Bika Ambon – Sumatra Utara
Bika Ambon adalah kue tradisional dari Medan, Sumatra Utara. Kue ini berwarna kuning dengan rongga-rongga yang mirip sarang semut. Kue ini dibuat dengan fermentasi air nira atau tuak enau untuk menciptakan rongga khasnya. Bika Ambon juga bisa dibuat dengan ragi instan dan air kelapa bagi mereka yang menghindari alkohol.

 

Rendang – Sumatra Barat
Siapa yang tidak kenal masakan satu ini yang mudah dijumpai di setiap sudut rumah makan khas Minang di seluruh Indonesia dan kelezatannya sudah diakui dunia. Rendang adalah hidangan dari Sumatra Barat yang menggunakan daging sapi yang dimasak dengan berbagai rempah seperti daun jeruk, serai, dan santan. Proses memasak yang lama membuat dagingnya empuk dan bumbu meresap dengan kuat. Rendang bisa berupa variasi seperti rendang sapi, ayam, ikan, telur, cumi-cumi, dan udang, dengan rendang sapi terbagi menjadi limpa, paru, dan babat.

 

Gulai Ikan Patin – Jambi
Gulai Ikan Patin memerlukan bahan seperti jahe, kunyit, bawang, kemiri, dan santan.

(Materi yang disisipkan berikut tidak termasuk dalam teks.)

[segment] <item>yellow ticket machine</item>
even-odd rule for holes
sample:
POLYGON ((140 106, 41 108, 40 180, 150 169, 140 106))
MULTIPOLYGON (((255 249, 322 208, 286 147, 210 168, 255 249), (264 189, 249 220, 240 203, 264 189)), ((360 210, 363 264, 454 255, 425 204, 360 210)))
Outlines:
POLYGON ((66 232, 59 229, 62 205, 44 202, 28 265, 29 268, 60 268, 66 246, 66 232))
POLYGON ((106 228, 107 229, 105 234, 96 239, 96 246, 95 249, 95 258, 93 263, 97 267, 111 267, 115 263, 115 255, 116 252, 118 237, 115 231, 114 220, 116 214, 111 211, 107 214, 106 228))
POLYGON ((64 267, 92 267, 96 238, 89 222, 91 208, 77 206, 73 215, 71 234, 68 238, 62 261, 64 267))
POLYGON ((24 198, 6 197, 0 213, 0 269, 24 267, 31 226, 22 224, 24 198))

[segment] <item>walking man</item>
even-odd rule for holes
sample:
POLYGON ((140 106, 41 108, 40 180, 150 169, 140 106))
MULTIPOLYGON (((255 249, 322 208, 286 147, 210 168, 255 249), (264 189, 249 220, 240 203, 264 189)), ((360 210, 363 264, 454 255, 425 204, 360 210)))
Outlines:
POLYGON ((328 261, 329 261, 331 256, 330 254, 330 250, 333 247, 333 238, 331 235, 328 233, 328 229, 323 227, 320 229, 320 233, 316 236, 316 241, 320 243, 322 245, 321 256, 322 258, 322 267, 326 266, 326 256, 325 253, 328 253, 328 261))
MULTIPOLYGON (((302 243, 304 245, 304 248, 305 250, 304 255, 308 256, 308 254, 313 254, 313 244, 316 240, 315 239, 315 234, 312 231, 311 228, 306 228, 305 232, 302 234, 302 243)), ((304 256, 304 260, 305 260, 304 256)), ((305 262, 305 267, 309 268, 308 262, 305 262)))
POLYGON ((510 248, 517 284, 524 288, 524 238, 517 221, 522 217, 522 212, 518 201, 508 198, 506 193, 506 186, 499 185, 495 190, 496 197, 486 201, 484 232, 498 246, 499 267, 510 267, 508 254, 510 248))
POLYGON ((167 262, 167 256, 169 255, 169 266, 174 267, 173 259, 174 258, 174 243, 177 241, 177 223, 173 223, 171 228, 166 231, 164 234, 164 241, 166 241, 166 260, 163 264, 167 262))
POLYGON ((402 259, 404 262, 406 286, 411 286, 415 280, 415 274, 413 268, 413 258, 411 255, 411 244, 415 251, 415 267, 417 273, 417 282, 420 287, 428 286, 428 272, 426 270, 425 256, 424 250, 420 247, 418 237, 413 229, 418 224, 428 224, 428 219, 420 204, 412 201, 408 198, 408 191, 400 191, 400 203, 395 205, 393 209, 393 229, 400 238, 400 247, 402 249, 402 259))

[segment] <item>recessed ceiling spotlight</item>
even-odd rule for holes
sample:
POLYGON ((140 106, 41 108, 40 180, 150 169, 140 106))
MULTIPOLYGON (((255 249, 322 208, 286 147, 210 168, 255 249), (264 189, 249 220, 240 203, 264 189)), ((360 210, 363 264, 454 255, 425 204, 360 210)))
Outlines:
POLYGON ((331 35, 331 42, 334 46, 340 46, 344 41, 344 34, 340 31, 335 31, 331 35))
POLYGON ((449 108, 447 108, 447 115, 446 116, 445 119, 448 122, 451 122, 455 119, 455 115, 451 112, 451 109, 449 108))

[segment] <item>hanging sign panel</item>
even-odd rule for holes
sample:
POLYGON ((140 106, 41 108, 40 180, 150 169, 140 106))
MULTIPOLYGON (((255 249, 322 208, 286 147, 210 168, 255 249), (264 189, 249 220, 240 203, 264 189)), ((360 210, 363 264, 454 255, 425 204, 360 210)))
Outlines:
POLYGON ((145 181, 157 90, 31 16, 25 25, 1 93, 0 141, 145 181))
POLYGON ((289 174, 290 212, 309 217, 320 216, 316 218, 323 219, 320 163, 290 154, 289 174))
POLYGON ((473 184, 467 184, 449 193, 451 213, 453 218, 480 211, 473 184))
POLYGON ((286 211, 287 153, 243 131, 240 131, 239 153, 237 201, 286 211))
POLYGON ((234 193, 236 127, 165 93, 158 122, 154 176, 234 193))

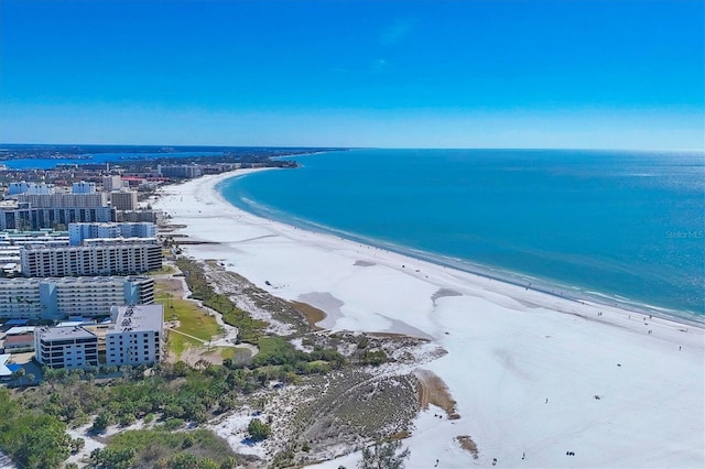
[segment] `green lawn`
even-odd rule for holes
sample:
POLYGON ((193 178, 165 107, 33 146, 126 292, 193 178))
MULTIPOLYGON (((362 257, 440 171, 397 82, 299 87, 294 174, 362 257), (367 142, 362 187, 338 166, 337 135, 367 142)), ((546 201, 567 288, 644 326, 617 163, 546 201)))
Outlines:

Ikan patin dibersihkan dan direndam dengan air jeruk dan garam sebelum dimasak dengan bumbu hingga kuahnya menjadi sedap. Hidangan ini menggunakan bahan seperti asam kandis, daun kunyit, dan daun salam untuk memberikan rasa khas.

 

Pendap – Bengkulu
Pendap adalah hidangan dari Bengkulu yang terbuat dari ikan kembung, dimasak dengan bumbu pedas dan gurih, serta kelapa parut, dibungkus dalam daun talas dan pisang. Hidangan ini dimasak selama delapan jam untuk memastikan bumbu meresap sempurna dan daun talas tidak menimbulkan rasa gatal.

 

Gulai Belacan – Riau
Gulai Belacan adalah hidangan berbasis udang yang menggunakan terasi dan bumbu seperti petai, santan, dan air asam Jawa. Udang dibersihkan, dicampur dengan bumbu, dan dimasak dengan santan hingga matang. Hidangan ini memiliki rasa pedas dan asam yang khas.

 

Otak-otak – Kepulauan Riau
Otak-otak adalah makanan yang terbuat dari daging tenggiri yang dibungkus dalam daun pisang dan dipanggang. Biasanya disajikan dengan kuah asam pedas, dan bahan-bahan untuk membuatnya termasuk santan, sagu, ikan tenggiri, serta bumbu seperti bawang merah dan garam.

 

Lenggang – Sumatra Selatan
Lenggang mirip dengan pempek namun dilapisi telur dan dibungkus dalam daun pisang. Adonan pempek dipanggang hingga matang setelah dibungkus dalam daun pisang, menghasilkan hidangan dengan tekstur dan rasa yang unik.

 

Mie Bangka – Bangka Belitung
Mi Bangka atau bakmi bangka adalah hidangan dari Bangka yang disajikan dengan berbagai lauk seperti ayam kecap, bakso ikan, dan seafood. Hidangan ini juga dilengkapi dengan pelengkap seperti pangsit, tauge, dan bumbu khas seperti kecap asin dan saus cabai.

 

Seruit – Lampung
Seruit adalah sambal khas Lampung yang menggabungkan tempoyak durian, sambal terasi, dan pindang ikan dengan tambahan air jeruk. Rasanya asin, pedas, dan asam segar, cocok disajikan dengan lalapan seperti daun singkong atau terong.